Some of you will be aware that it was Sally’s birthday earlier this week and being the devoted husband he is Malcolm arranged for her to go out birdwatching with a few friends – it was that or the ballet.
We originally intended to go to Conyer, but as the weather was rather grey, wet and windy we went to Oare instead where we could use the hides for shelter. On a quickly rising tide we browsed along the mud by the sea wall, this was providing good feeding for black-tailed godwit, redshank, curlew and dunlin. Further along, near the hide there were large numbers of avocets. As we walked along, with the tide coming in large numbers of birds were flying over us and on to the pool on the reserve. A cetti’s warbler was calling from bushes near the path – only just audible over the noise of the wind.

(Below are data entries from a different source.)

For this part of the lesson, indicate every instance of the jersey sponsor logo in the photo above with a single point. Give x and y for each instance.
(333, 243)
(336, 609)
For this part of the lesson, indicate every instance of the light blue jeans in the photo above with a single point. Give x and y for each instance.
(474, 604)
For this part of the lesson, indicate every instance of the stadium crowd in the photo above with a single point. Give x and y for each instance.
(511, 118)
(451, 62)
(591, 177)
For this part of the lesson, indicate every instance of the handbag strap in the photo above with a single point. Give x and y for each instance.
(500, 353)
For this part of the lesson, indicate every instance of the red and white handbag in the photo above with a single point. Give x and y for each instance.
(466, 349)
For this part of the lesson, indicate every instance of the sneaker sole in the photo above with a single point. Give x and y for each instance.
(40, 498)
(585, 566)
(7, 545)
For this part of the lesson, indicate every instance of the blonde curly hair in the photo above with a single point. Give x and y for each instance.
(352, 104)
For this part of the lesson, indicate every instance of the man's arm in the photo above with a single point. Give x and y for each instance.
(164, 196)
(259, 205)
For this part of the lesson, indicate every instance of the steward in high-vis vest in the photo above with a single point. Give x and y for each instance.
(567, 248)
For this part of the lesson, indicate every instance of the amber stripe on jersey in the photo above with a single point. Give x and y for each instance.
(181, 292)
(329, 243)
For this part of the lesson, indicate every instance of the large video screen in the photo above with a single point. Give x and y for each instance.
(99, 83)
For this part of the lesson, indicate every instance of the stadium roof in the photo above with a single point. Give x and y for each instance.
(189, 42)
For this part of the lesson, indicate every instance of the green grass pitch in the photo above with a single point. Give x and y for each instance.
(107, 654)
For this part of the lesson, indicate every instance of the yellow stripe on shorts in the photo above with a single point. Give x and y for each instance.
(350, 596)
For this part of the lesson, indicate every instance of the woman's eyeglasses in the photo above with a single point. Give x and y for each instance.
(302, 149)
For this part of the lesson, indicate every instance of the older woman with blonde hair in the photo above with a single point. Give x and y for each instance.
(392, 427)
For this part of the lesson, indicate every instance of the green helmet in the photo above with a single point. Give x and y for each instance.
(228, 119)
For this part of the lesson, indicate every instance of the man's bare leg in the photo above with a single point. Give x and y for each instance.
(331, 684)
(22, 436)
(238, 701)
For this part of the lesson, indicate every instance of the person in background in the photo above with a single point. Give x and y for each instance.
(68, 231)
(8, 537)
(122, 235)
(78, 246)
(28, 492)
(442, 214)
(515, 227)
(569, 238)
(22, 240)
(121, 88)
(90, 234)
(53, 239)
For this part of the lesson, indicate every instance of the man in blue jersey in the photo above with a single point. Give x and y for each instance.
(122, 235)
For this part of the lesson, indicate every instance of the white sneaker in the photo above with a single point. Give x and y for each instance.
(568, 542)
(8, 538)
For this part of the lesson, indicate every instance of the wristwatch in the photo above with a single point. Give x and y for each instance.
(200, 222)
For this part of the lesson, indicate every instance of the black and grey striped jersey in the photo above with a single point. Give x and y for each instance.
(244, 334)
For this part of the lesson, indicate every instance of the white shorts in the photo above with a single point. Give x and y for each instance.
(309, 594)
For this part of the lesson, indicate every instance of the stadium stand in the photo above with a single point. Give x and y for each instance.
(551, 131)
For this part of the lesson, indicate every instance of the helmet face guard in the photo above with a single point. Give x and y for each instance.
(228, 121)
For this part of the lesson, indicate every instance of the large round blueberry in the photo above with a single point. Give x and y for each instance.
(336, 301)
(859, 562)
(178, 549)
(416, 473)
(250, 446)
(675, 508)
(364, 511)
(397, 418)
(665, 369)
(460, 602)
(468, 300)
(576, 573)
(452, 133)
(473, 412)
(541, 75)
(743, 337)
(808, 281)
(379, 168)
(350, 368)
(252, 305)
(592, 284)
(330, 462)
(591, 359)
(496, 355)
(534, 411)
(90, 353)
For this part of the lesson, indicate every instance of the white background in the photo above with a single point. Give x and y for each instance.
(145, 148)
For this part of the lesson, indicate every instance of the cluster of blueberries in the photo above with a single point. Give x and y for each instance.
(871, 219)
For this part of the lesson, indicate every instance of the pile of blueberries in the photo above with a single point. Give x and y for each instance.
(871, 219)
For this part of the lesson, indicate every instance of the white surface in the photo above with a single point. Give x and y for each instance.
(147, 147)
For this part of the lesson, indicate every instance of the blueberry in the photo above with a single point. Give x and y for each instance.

A swift flew over our heads, soon followed by kestrel and
cormorant. From the hide Sally saw a fin breaking the surface, she and Malcolm followed it as it continued up-river, but the rest of us didn’t see it. On the creek more avocet were gathering, with bar-tailed godwit on the far side. Several others flew over so we knew that we needed to check the large raft of waders when we got to the second hide. Knot and oystercatchers worked their way along the mud. Black-headed and herring gull were also using the incoming tide to feed. A sandwich tern flew over our heads and disappeared into the throng of gulls where the pool nears the road.
The “ping” of bearded tit drew us to a small bundle of feathers with a long tail skimming over the reeds in an attempt to land despite the strong wind – it wasn’t the most elegant of landings. Yellow wagtail, ringed plover, coot and teal were on the pool, and on one of the islands a strange coppery yellow bird which needed closer inspection. It turned out to be a “blonde” starling, one of those abberations of pigment that crops up every so often. When the group of starlings took flight it stood out well against it’s more usual companions.
A small group of goldfinch flew around, little grebe were diving, and two small waders arrived at speed. They were golden plover, near where they had landed the sandwich tern was spotted – well camoflagued in with the black-headed gulls.
It was time for lunch and the Shipwright’s Arms called us. After a fine lunch and a toast to the birthday girl we decided that a short walk along the creek wall would be in order. Sea aster was in flower, and a pollen laden bee was taking full advantage of these few flowers. As we moved further along the creek we saw several yellow wagtail and three wheatear, standing up on tussocks giving them a good vantage point to check the surrounding area.
As we had no chance of seeing as many birds as Sally’s years – due to our expertise I might add, not the number of Sally’s years – we decided that it was now time to wend our way home.
Shame about the ballet, but I think Sally enjoyed herself.